El Colonia atracó y la gente pudo subir a bordo: subir saltando del muelle al vapor, encaramándose sobre los barcos de la borda y realizando, en una palabra ejercicios diversos de acrobacia, a los cuales tuvieron que someterse las mismas señoras. Estas habían ido en el vapor especial para familias con todas las comodidades, pero a la vuelta tenían que optar entre subir a salto en el vapor que les tocara en suerte o quedarse en tierra.

Subieron en el Colonia mil, dos mil, tres mil personas: hasta que aquello estuvo absolutamente abarrotado siguió el asalto. Luego se dio termino a la carga y el vapor desprendió amarras. El barco venia tumbado a estribor hasta el punto de que una de las ruedas sumergía su eje mientras la otra no llegaba apenas a tocar el agua. Se daban sobre este hecho diversas explicaciones: que el vapor no tenía una estabilidad muy segura, que faltaba lastre, que los estanques habían sido mal distribuidos y otras tantas igualmente satisfactorias para los viajeros. Entretanto, la inclinación era tal que se hacía difícil caminar sobre cubierta y muy incómodo estar sentado.

Así inició y así siguió su marcha el Colonia desde su partida hasta su atraque en la dársena.

A las 7.30 en punto salía del muelle. Una hora después no se había alejado una milla de la Colonia. Eran las 10 y todavía se avistaban claramente las luces de ésta, mientras el vapor parecía entregado a caprichos ensayos de timón aproando sucesivamente ya al sudeste, ya al sudoeste. Cuando el público se dio cuenta de que la hora de llegada estaba lejana quiso suplir la comida ausente, utilizando los servicios del bar; pero este solo despachaba bebidas, porque todas las provisiones se habían agotado a la ida.

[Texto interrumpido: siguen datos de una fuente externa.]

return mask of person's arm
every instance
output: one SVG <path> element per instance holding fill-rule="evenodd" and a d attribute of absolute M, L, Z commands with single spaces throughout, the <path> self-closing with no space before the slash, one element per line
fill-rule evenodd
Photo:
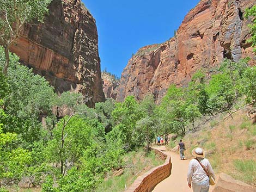
<path fill-rule="evenodd" d="M 208 174 L 209 174 L 209 175 L 211 175 L 212 176 L 212 177 L 214 177 L 214 179 L 215 180 L 215 178 L 216 178 L 215 174 L 214 174 L 214 170 L 212 169 L 211 164 L 210 163 L 209 161 L 208 161 Z"/>
<path fill-rule="evenodd" d="M 187 185 L 190 188 L 191 188 L 191 182 L 192 182 L 192 177 L 193 175 L 193 166 L 192 161 L 190 162 L 188 165 L 188 171 L 187 171 Z"/>

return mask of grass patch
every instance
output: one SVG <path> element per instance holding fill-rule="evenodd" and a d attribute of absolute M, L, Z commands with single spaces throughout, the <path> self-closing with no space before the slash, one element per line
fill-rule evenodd
<path fill-rule="evenodd" d="M 251 125 L 249 128 L 249 132 L 253 136 L 256 135 L 256 125 Z"/>
<path fill-rule="evenodd" d="M 251 127 L 251 122 L 249 121 L 244 121 L 240 125 L 240 128 L 241 129 L 248 129 Z"/>
<path fill-rule="evenodd" d="M 211 128 L 214 128 L 218 125 L 218 123 L 216 120 L 212 120 L 210 122 L 210 126 Z"/>
<path fill-rule="evenodd" d="M 231 132 L 233 132 L 233 131 L 235 130 L 235 128 L 236 128 L 236 127 L 233 125 L 230 125 L 229 127 Z"/>
<path fill-rule="evenodd" d="M 239 172 L 233 176 L 252 185 L 256 185 L 256 161 L 254 160 L 235 160 L 235 168 Z"/>
<path fill-rule="evenodd" d="M 247 150 L 254 148 L 255 144 L 253 139 L 249 139 L 245 141 L 245 146 Z"/>
<path fill-rule="evenodd" d="M 172 149 L 175 146 L 176 146 L 176 145 L 176 145 L 173 141 L 170 141 L 168 144 L 168 148 Z"/>
<path fill-rule="evenodd" d="M 211 142 L 205 145 L 205 148 L 208 150 L 215 150 L 216 148 L 216 144 L 214 142 Z"/>
<path fill-rule="evenodd" d="M 212 169 L 218 170 L 221 165 L 221 159 L 219 154 L 214 154 L 210 158 L 210 163 Z"/>

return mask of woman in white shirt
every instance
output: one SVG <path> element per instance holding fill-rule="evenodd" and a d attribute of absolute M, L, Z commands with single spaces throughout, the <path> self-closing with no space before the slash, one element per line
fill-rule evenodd
<path fill-rule="evenodd" d="M 193 192 L 208 192 L 210 184 L 209 178 L 204 171 L 199 161 L 208 174 L 215 179 L 214 170 L 208 159 L 205 158 L 205 152 L 201 148 L 195 148 L 192 151 L 192 154 L 196 158 L 190 160 L 187 172 L 187 184 L 190 188 L 192 187 Z"/>

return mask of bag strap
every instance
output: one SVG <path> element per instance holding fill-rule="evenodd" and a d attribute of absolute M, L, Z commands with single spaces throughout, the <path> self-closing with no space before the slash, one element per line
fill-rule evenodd
<path fill-rule="evenodd" d="M 208 171 L 207 171 L 207 169 L 205 168 L 205 166 L 203 165 L 201 162 L 200 162 L 200 161 L 197 158 L 195 158 L 197 160 L 197 161 L 198 162 L 198 163 L 199 163 L 199 164 L 201 165 L 201 166 L 203 168 L 203 169 L 204 170 L 204 172 L 205 172 L 205 174 L 206 174 L 207 176 L 209 177 L 209 174 L 208 173 Z"/>

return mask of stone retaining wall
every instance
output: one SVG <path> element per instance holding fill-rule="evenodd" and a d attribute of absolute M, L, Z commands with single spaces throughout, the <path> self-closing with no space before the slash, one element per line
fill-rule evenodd
<path fill-rule="evenodd" d="M 157 148 L 153 150 L 161 159 L 165 160 L 164 163 L 138 177 L 125 192 L 151 192 L 158 183 L 170 175 L 170 156 Z"/>

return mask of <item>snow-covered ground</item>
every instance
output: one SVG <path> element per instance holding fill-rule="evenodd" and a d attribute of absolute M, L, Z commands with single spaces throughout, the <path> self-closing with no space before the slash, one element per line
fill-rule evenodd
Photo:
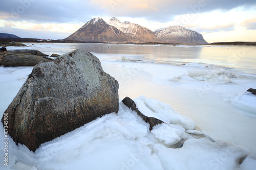
<path fill-rule="evenodd" d="M 30 45 L 49 55 L 65 53 L 54 44 Z M 3 161 L 1 169 L 255 169 L 256 95 L 246 92 L 256 88 L 255 74 L 201 63 L 159 64 L 138 55 L 95 55 L 119 82 L 120 102 L 126 96 L 135 99 L 143 114 L 166 124 L 149 131 L 120 102 L 117 115 L 44 143 L 35 153 L 9 138 L 9 166 Z M 1 117 L 32 69 L 0 67 Z"/>

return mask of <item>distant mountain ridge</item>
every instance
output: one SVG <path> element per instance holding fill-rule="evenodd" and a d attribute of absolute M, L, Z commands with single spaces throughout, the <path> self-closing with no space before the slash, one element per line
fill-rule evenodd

A las diez y media, tres horas después de la salida empezaban a avistarse en la lejanía las luces de Buenos Aires. La indignación de los pasajeros contenida hasta entonces, empezó a desbordar, asumiendo formas rudamente expresivas, que fueron en creciente acentuación hasta llegar a Buenos Aires. Alguien lanzó la idea de arrojar las sillas de la cubierta al agua y acto continuo empezó una nutrida descarga de gruesos proyectiles sobre las dormidas aguas no acostumbradas a tales presentes. Sillas, sillones, bancos y cuanto objeto desprendible, había en todas las cubiertas, fue cayendo sucesivamente en medio de estruendosas glosas colectivas, que indicaba el significado del sacrificio. Algunas señoras y niñas colaboraban en la tarea e incitaban a los pasajeros con su ejemplo.

No quedó abordo una sola silla ni nada semejante. Y después que las hubo arrojado totas el público, tuvo que esperar todavía, pacientemente, hasta la 1 en punto de la mañana, hora en que el rapidísimo vapor Colonia atracaba en la dársena, después de haber empleado exactamente cinco horas y media en la travesía!

Por este botón de muestra puede colegirse el resto. Agréguese que los pasajeros de los vapores ”especiales” para la corrida, llegaron al cuarto o el quinto toro, es decir, cuando iba a terminar la fiesta y que en la plaza cada cual ocupó el sitio que mejor le pareció, por derecho de conquista sin que valieran billetes , ni comprobantes para conseguir cada cual su localidad ; agréguense estos detalles sumados a otros muchos que omitimos y se tendrá la impresión exacta de la fiesta de ayer.

Puede ser que el domingo próximo vaya mucha gente; pero de la que estuvo ayer, y particularmente de los pasajeros del Colonia, no creemos que reincida ninguno, a menos de llevar la afición hasta la grandeza del heroísmo”.